Some species of plants and animals are rare. This means they're found in just a few places. There aren't very many of them. These species may have always been rare. Or, they may have once been common, but they are disappearing. Why? People are usually part of the reason. Human activities have changed or destroyed many wild places. Today, space for wildlife is running out. Food and clean water may be harder to find. Plants and animals must live together in ways they never did before. Some of them will not survive without protection.

In the United States, a law called the Endangered Species Act protects rare species. Under the Act, plants and animals are listed as “endangered” or “threatened.” Endangered species have a good chance of becoming extinct if they aren't protected. That means they will disappear from the

United States or even from Earth forever. Threatened species will likely become endangered if they aren't protected.

Right now, about 1,200 kinds of plants and animals are listed as endangered or threatened in the United States. The government must decide how to help each one. This mainly involves protecting each species' habitat. It also means protecting the plants and animals themselves. The goal of the Endangered Species Act is to help rare plants and animals become common again. Then, they won't need special protection.

Why care about rare species? Well, they might become important for food, medicine or other uses. All life on Earth helps to keep it healthy. Finally, we should save plants and animals for others to enjoy in the future.

The Wetland Connection

The graph below lists most major groups of living things covered by the Endangered Species Act. The bars show what percentage of species in each group depends on wetlands. Why are so many rare plants and animals connected to wetlands?
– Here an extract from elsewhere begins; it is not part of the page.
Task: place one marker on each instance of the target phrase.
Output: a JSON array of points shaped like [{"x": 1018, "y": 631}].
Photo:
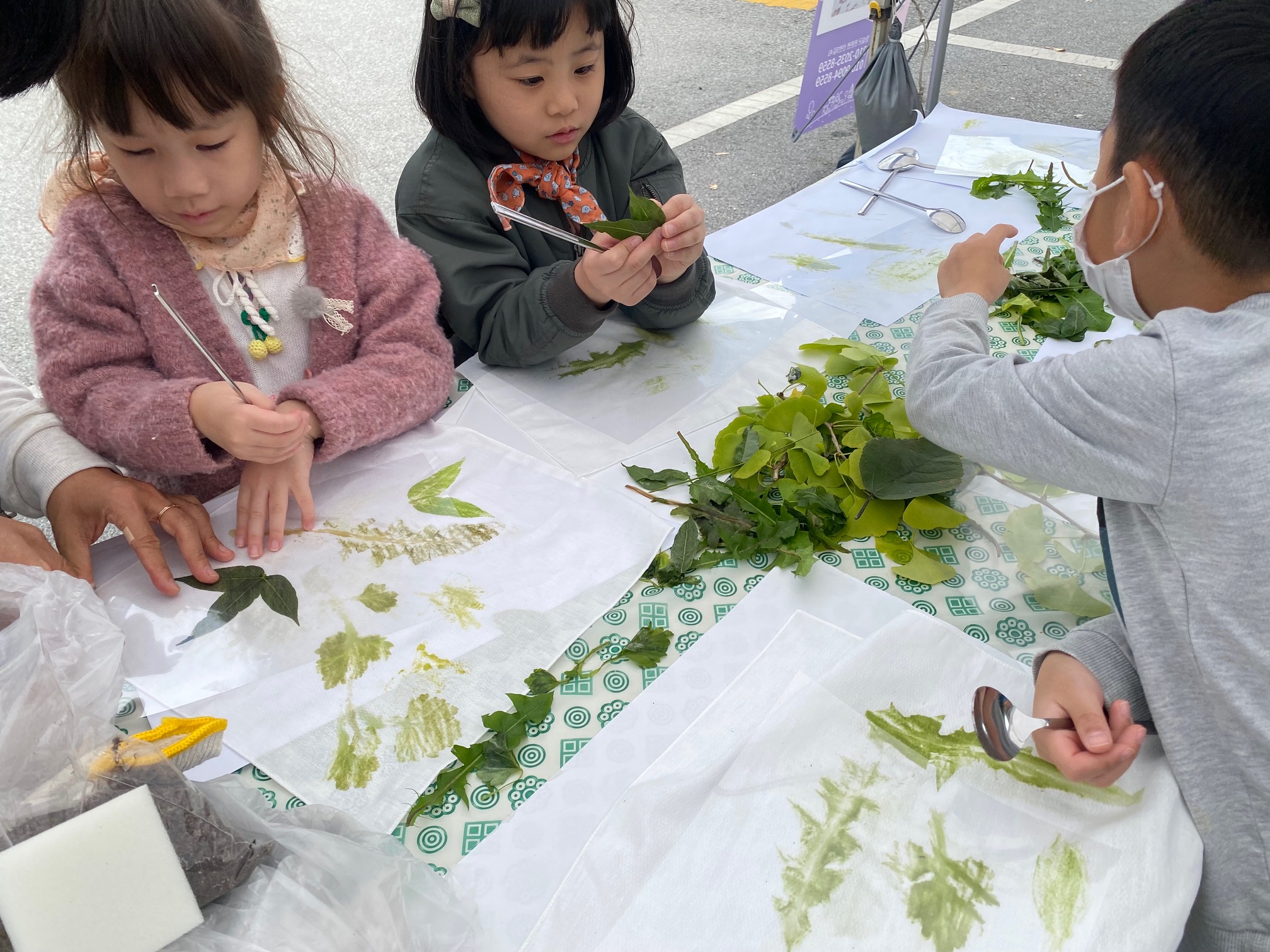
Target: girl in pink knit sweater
[{"x": 214, "y": 187}]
Percentage of endangered and threatened species that depend on wetlands

Many of these species only grow or live in wetlands. Many animals visit wetlands to lay eggs or have their young. The young animals often live there at least until they are adults. Wetlands are also important spots for visiting animals to feed and drink.

North America has lost about half of its original wetlands. It's not surprising that wetland plants and animals are less common too. Luckily, laws for these species can protect wetland homes.